In general, the manuscript is well organized and written. The major issue with manuscript is the focus on TRPC6 itself. The authors present the role of TRPC6 as controversial, which raises the question of why spend the time and expense of exploring small molecules/pharmacological agents to modify TRPC6 function if it is unclear whether one should be activating or repressing TRPC6 function in order to enhance neuroprotection? From the literature presented, however, there seems to be a preponderance of evidence indicating that TRPC6 function is down-regulated in AD and ischemic stroke, and there is a clear need for compound that can increase/enhance TRPC6 function in order to improve neuroprotection. The authors should revise their presentation of the controversy in the literature and more critically assess the credibility/limitations of studies that suggest that TRPC6 function is down-regulated in AD and ischemic stroke.

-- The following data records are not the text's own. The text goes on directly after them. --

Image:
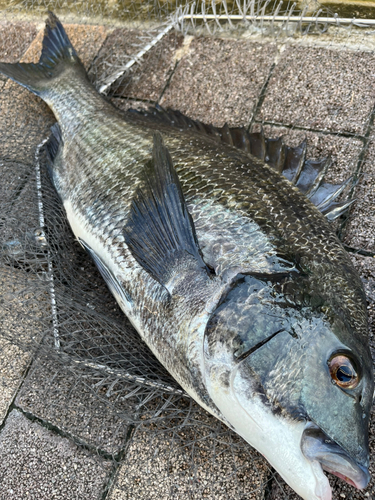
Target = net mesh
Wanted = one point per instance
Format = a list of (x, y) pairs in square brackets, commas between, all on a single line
[(70, 361)]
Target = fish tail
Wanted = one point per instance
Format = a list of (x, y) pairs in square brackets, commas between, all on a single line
[(57, 55)]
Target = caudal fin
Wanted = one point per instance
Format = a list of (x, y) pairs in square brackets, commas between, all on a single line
[(57, 54)]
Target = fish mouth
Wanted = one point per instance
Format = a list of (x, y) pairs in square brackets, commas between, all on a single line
[(317, 446)]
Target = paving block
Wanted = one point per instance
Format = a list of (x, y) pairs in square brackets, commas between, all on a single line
[(321, 88), (39, 465), (191, 462), (72, 403), (220, 80), (360, 230), (145, 80), (13, 363), (21, 322)]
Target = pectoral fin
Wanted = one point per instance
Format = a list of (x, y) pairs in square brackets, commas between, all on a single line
[(160, 232)]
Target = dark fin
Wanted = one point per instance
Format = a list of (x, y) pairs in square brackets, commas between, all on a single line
[(160, 231), (112, 282), (307, 175), (57, 52)]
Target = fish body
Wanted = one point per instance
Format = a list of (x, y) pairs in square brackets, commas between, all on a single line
[(230, 274)]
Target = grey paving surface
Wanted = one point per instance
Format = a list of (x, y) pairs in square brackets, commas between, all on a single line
[(40, 465), (219, 81), (73, 406), (216, 81), (159, 465), (321, 89), (145, 80)]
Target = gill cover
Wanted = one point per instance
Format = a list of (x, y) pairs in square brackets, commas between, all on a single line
[(267, 369)]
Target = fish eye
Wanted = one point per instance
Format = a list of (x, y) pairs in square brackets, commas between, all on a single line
[(343, 371)]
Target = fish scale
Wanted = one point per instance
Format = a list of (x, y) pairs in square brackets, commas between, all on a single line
[(231, 275)]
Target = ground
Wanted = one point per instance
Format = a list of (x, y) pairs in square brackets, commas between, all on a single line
[(57, 438)]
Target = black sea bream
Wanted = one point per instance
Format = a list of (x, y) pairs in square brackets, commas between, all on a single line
[(229, 271)]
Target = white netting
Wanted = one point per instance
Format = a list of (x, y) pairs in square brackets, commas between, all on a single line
[(69, 359)]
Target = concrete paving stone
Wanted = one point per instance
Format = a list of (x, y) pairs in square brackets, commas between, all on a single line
[(360, 230), (15, 38), (204, 460), (19, 214), (72, 403), (39, 465), (321, 89), (22, 317), (343, 151), (13, 176), (147, 79), (13, 363), (25, 119), (219, 81)]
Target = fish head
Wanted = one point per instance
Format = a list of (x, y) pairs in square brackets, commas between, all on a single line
[(295, 381)]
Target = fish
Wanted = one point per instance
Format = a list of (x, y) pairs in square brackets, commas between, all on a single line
[(217, 245)]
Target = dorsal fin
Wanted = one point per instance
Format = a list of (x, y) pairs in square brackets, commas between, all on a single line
[(307, 175), (160, 232)]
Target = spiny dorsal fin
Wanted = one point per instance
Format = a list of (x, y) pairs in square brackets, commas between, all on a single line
[(160, 232), (307, 175)]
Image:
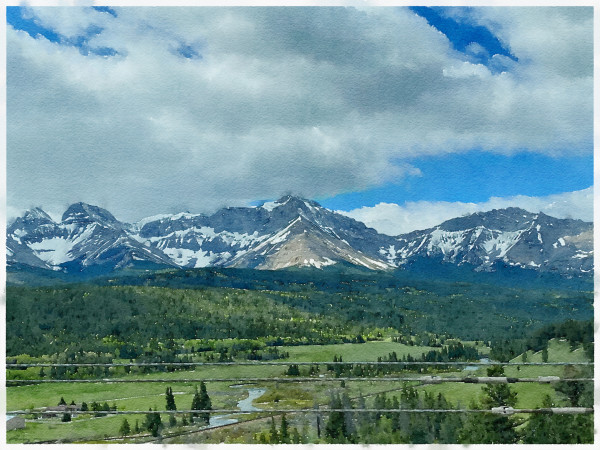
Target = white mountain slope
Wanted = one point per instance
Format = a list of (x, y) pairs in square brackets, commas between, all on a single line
[(295, 232)]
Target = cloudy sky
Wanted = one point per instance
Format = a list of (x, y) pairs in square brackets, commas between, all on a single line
[(402, 117)]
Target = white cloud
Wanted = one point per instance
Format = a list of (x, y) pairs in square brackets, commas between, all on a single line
[(312, 101), (393, 219)]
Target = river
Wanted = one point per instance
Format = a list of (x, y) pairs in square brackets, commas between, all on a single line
[(244, 405)]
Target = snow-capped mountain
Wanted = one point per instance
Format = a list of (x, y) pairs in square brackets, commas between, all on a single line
[(512, 235), (86, 237), (294, 232)]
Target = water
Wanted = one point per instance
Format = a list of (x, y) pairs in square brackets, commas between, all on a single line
[(244, 405), (483, 360)]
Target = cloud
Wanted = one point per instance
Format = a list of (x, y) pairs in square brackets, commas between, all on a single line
[(316, 101), (393, 219)]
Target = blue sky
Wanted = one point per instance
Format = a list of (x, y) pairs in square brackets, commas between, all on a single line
[(195, 109), (475, 177)]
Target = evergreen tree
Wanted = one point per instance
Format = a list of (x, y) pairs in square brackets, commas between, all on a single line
[(125, 428), (153, 423), (335, 428), (284, 434), (293, 370), (273, 434), (195, 404), (296, 439), (170, 398), (481, 428), (204, 404)]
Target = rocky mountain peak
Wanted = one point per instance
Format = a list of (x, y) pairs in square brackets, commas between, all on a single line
[(83, 213)]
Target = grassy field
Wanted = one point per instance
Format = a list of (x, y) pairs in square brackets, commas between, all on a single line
[(278, 395)]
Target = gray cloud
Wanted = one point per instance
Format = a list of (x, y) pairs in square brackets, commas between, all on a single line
[(316, 101)]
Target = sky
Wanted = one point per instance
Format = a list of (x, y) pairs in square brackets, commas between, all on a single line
[(400, 117)]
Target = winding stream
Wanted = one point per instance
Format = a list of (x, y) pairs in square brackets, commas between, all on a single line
[(244, 405)]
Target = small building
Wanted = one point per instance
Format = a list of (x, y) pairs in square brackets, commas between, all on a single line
[(58, 411), (14, 423)]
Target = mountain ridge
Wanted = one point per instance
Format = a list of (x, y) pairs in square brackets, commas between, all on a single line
[(294, 232)]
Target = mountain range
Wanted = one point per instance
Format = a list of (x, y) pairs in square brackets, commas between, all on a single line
[(293, 232)]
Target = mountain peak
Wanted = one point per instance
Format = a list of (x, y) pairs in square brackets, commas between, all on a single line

A second major issue not addressed by the authors is the role of potential off-target interactions by the compounds they survey. Some these compounds can interact with other protein targets and the authors should discuss whether these off-target interactions can interfere with an ability to assess the impact on TRPC6 function.
A minor issue is that some of the English needs to be revised for more appropriate word choices. The first sentence, for example, states, “…cerebrovascular diseases are called by WHO to be the main cause of disability in the following up decades.” This would better stated as, “…cerebrovascular diseases are considered by WHO to be the main cause of disability in the coming decades.”
Author Response
Please see attachment.
Author Response File: Author Response.pdf
Round 2
Reviewer 2 Report
The authors have satisfactorily addressed my concerns regarding initial manuscript submission and it is suitable for publication.